Most of the datasets are outdated and are only associated with information technology systems. The KDD cup 1999 dataset was developed in 1998 and last updated in 2008. The 1999 DARPA dataset created to validate the effectiveness of IDS, was found to contain unintended patterns. Gao’s dataset was also found to have obvious unintended patterns, unsuitable and outdated for IDS research.

The contribution of this paper is to introduce an innovative and cost-effective real-time network traffic testbed, which can mimic the industrial control system operation. The packet capture file can be utilized to develop anomaly-based Machine learning algorithms for intrusion detection in ICS systems. An intrusion detection system (IDS) integrated with machine learning (supervised and unsupervised techniques) can improve the detection rates of ICS SCADA system attacks [3]. A variety of machine learning methods use mathematical techniques to learn, profile, classify and predict unusual results. For supervised methods, a pre-labelled data feature is required, and unsupervised methods do not require pre-labeled data to be analyzed.

This paper is subdivided into the following sections: Section I deals with ICS OT details with the public datasets available for machine learning analysis. Section II highlights the innovative ICS portable kit prototype and setup that is available at IIUM lab facility and its industrial network data capture with real-time control system operation for a normal scenario, along with traditional machine learning techniques which can be deployed for attack detection. Section III describes the methodology of generating ICS OT real-time network dataset along with simulation of advanced ethical hacking attacks using cyber test kit. Section IV details the anomaly detection capability of ML algorithms with the industrial datasets. The paper then concludes with future works for deep learning ML algorithms, based on the OT traffic data for different scenarios.

2  Related Work

Many researchers use publicly available data sets to analyze machine learning strategies. Some public database shortcomings are highlighted as follows. The proposed framework in [4] is limited to Modbus/TCP-based content. Data size in [5] is very limited in online testing activities and only multi-machine learning strategies are developed. The database used in [6] is out of date and does not include current threats, whereas the data size used in [7] is small (about 1000 cases) and limited to single cyber- attack. In [8], the database is out of date, and the attacks were related to the IT domain.

The Singapore University of Technology has developed water treatment testbed with SCADA network traffic and attack scenarios [9]. Recently, real-time data sets that include standard and 35 types of cyber-attacks were introduced to train and test machine learning techniques. Comparison of the performance of the algorithm is done only with supervised machine learning techniques. The results show a high rate of false detection in algorithms [10]. The performance of ML algorithms may provide a satisfactory outcome on the public dataset. However, the payload/data frame is manipulated with datasets labels and manually randomize and parameterize the attacks, to mimic the operational/attack scenario [11]. The research gap was identified in a comprehensive study of the analysis of the effects of malicious activities using protocols pertaining to OT industrial processes in [12].

2.1 ICS Cyber Testbed Prototype

The ICS cyber portable test kit can overcome the main concern for researchers—lack of common framework and dependence on public datasets which usually do not include all types of attacks to train and test the algorithms.

In collaboration with industrial partner (Necon Automation), IIUM has developed an in-house innovative portable ICS cyber test-kit for research & training purposes [13]. The package consists of a PLC system, HMI system, Process simulation modules, Ethernet switch, Physical sensor, and Attacker system. The ICS portable kit package provides real industrial network flow data for research & training, and machine learning software development.

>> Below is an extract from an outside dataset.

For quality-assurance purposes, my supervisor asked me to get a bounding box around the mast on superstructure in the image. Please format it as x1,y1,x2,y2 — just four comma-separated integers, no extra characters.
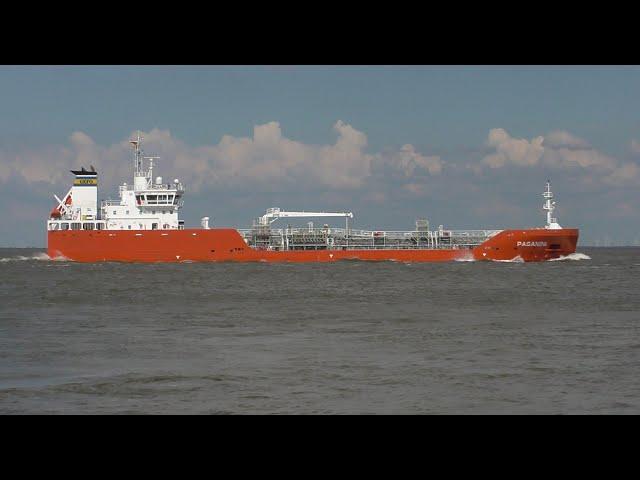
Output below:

The ICS kit prototype is depicted in Fig. 1.

images

Figure 1: ICS portable testbed prototype

2.2 ICS Cyber Testkit Components

The ICS portable kit package is made up of the following components, as depicted in Fig. 2.

images

Figure 2: ICS portable testbed components

•   PLC system (IP address-192.168.101.22): SIMATIC S7-1200 Siemens for process operation simulation.

•   HMI system (IP address-192.168.101.23): SIMATIC Basic panel Siemens for a graphical interface.

•   Ethernet switch (IP address: 192.168.101.111): Scalance XB213 Siemens with mirror port facility to copy the operational technology network traffic.

•   Process simulation modules—Analogue, digital inputs/outputs for field process simulation.

•   Physical Sensor: Data collection of network traffic with Deep Packet Inspection (DPI).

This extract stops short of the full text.